China has long targeted Africa under its "Going Out" strategy launched in 1998. I have previously blogged about my concerns with respect to China's true motive for its extensive involvement with African countries and whether it is motivated by the desire to help develop the infrastructure essential to accommodate economic advances and enlarge Africa's role as a contributing member of the the global society. The African Growth and Opportunity Act (AGOA) has been the cornerstone of U.S. investment on the continent for more than ten years. But the vast majority of goods imported duty free are textile and oil products. African producers want to diversify those exports and say the U.S. government can do more to help.
In a meeting in Zambia, Chungu Mwila, the director for private sector development at the Common Market for Eastern and Southern Africa, says the trade preferences known as AGOA would be more valuable with more direct U.S. investment. “If American companies were to invest in Africa and boost our production capacities, then, in our view, AGOA would become more meaningful,” said Mwila. The Obama administration agrees and is asking Congress to extend AGOA trade preferences for another ten years. U.S. Assistant Secretary of State for African Affairs Johnnie Carson says there should be greater tax incentives for U.S. earnings from AGOA investments. "We recommend that the U.S. government support an effort to eliminate the U.S. tax on repatriated revenues from American companies that invest in factories in Africa that produce AGOA-eligible products.”
This is quite a request. Corporate America has recently criticized the repatriation tax on foreign profits as stifling U.S. business investment in the United States. Their attitude and request to Congress can be summed up as saying "Let us repatriate tax-free and you'll see greater investment in the U.S." From an ethical perspective we must look at the fairness issue. If such a request is approved for American companies that invest in factories in Africa that produce AGOA-eligible products shouldn't it be allowed for at least some "strategic" investments if not all foreign investments of U.S. businesses?
Secretary Clinton was the first secretary of state to visit Zambia since Henry Kissinger came in 1976 as part of her recent "magical mystery tour" of Africa. Perhaps not coincidentally, for the first time since 1989 Zambia's economic growth reached the 6%-7% mark (in 2007) needed to reduce poverty significantly. Copper output has increased steadily since 2004, due to higher copper prices and the opening of new mines. GDP is up helped by a strong maize harvest and agricultural exports. Cooperation continues with international bodies on programs to reduce poverty, including new lending arrangements with the International Monetary Fund.

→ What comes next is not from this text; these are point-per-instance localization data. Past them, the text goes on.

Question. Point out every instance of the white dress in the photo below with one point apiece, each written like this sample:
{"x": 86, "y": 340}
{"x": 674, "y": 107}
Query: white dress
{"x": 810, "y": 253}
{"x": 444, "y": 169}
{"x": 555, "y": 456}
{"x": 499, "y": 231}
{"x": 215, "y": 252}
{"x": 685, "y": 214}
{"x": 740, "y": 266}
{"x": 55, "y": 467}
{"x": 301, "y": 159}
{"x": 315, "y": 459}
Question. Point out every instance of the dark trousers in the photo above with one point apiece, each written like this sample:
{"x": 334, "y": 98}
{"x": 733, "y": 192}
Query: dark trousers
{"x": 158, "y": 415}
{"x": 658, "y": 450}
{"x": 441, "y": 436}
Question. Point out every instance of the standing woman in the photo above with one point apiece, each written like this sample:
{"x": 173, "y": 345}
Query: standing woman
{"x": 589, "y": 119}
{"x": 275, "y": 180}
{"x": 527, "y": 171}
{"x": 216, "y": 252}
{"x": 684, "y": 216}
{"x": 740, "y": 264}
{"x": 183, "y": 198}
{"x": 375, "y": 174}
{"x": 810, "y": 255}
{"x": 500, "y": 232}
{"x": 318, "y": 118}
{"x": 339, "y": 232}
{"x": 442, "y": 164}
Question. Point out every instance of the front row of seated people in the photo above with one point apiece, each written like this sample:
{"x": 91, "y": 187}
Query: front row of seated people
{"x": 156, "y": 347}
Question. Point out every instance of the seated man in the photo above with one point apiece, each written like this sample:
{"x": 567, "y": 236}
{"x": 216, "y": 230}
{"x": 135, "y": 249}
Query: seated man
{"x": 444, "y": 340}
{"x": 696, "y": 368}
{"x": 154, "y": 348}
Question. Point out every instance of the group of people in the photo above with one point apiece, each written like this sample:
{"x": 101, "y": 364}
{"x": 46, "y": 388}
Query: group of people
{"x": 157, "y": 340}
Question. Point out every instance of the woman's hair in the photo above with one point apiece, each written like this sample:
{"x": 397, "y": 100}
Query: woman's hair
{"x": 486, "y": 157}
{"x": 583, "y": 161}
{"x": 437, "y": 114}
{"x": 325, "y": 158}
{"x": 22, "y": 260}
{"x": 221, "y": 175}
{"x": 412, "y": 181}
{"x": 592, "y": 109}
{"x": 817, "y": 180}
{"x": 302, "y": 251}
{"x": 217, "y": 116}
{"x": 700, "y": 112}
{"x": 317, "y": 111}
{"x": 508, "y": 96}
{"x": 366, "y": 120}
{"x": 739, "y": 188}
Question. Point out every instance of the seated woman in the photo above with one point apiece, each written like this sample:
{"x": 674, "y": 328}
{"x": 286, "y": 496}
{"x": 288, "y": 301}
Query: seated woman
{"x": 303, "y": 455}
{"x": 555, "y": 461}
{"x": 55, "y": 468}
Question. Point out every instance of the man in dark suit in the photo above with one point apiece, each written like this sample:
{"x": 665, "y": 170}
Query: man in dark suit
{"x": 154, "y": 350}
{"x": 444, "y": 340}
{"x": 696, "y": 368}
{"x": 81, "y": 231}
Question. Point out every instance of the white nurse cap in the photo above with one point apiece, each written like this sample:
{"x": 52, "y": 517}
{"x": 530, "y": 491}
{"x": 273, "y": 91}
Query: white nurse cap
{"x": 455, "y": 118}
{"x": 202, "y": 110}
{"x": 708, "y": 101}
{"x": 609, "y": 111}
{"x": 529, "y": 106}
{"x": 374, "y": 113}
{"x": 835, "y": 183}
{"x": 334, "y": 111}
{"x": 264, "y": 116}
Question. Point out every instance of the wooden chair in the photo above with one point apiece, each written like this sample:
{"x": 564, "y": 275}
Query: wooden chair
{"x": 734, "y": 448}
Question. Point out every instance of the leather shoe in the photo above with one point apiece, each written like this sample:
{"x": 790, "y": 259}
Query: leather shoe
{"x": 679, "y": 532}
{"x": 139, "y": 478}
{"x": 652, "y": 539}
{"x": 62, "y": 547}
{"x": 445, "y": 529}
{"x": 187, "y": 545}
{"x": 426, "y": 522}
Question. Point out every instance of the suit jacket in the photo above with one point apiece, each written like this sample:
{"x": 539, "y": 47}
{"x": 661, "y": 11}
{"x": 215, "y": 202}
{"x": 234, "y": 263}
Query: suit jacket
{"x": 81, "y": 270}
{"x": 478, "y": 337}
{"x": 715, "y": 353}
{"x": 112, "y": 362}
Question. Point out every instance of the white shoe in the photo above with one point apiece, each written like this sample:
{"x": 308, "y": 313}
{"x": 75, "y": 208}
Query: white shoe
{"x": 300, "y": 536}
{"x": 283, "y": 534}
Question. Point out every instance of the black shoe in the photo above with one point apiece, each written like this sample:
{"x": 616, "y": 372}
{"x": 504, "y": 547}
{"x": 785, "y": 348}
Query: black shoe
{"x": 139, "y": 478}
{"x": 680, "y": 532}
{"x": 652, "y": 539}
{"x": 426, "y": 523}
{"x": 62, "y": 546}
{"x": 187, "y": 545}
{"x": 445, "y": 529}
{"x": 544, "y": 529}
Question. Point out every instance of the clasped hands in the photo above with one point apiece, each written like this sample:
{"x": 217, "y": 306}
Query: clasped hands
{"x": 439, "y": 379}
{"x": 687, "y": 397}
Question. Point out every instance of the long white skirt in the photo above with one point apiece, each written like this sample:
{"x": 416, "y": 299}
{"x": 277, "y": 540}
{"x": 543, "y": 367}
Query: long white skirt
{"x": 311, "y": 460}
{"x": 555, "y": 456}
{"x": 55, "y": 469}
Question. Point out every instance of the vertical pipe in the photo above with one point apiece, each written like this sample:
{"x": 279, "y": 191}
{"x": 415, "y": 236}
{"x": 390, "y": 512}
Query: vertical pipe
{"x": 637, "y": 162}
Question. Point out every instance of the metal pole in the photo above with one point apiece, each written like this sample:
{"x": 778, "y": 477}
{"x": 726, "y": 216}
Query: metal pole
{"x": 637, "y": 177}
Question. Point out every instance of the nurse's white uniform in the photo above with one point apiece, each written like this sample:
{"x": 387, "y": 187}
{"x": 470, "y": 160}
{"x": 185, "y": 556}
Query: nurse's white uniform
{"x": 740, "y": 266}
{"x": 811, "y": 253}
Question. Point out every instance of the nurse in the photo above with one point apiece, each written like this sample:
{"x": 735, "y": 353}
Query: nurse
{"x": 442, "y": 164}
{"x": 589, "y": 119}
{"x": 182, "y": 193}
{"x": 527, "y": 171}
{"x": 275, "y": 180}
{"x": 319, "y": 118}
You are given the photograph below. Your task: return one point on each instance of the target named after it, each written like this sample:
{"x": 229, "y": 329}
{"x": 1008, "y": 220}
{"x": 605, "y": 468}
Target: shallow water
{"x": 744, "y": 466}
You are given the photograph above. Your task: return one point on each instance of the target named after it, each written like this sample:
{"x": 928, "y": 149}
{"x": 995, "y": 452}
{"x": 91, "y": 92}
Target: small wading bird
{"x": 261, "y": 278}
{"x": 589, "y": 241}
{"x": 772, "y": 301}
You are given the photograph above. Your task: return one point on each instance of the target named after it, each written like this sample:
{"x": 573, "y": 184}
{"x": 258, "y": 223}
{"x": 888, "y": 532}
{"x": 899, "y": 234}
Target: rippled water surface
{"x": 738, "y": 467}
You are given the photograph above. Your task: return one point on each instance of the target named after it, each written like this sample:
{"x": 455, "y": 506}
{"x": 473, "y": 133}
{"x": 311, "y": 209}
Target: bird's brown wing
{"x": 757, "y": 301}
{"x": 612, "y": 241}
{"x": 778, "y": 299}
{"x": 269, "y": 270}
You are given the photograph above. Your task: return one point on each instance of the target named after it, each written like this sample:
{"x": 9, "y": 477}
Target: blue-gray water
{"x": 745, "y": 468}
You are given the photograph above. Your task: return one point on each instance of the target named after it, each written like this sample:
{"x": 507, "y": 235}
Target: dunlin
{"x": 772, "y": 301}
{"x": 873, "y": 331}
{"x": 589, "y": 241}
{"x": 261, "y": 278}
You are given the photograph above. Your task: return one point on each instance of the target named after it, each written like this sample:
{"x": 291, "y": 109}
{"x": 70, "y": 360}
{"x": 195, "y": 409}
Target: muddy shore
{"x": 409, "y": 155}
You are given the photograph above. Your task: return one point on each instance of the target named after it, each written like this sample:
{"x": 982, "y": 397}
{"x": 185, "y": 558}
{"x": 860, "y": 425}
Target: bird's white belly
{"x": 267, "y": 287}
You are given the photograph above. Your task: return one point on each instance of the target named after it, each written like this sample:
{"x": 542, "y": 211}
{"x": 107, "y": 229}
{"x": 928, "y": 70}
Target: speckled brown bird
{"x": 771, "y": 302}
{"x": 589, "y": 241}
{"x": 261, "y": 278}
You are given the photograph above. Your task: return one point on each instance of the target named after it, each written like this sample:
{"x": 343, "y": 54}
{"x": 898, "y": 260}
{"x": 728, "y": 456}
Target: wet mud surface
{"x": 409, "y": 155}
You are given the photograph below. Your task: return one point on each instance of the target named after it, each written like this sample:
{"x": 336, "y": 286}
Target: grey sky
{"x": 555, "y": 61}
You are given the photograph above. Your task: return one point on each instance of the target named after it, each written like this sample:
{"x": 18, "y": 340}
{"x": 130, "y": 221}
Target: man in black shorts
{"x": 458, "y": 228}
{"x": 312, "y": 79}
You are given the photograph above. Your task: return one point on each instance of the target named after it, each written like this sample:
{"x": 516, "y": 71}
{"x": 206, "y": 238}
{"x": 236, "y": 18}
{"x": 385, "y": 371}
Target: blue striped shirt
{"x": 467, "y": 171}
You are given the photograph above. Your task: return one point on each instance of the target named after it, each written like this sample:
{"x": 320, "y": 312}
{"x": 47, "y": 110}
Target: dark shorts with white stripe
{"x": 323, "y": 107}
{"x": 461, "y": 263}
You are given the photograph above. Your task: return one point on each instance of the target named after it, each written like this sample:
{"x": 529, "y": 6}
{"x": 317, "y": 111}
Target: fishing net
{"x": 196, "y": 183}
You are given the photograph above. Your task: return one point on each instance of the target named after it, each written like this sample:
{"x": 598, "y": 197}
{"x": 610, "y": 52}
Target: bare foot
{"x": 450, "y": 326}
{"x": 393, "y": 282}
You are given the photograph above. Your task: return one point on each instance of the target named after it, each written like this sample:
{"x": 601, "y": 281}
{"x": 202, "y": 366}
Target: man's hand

The African Development Bank Group Annual Report for 2010 points to the recent economic growth in Africa. "Real GDP growth rose from 3.1 percent in 2009 at the height of the financial crisis, to a level of 4.9 percent in 2010. It is projected to fall to 3.7 percent in 2011 as a result of the emerging sociopolitical unrest in some North African countries, before recovering to 5.8 percent in 2012. The observed GDP growth in 2010 has been driven by higher domestic demand, stronger export revenues, and increased inflows of foreign direct investment, remittances, and aid. The growth performance is most pronounced in resource rich countries that can benefit from the revival in commodity demand, oil and non-oil commodity prices, and trade.
The U.S. investment and economic role in Africa should emphasize African leadership and ownership of the development process while, at the same time, calling for a new partnership based on shared responsibility and mutual interest.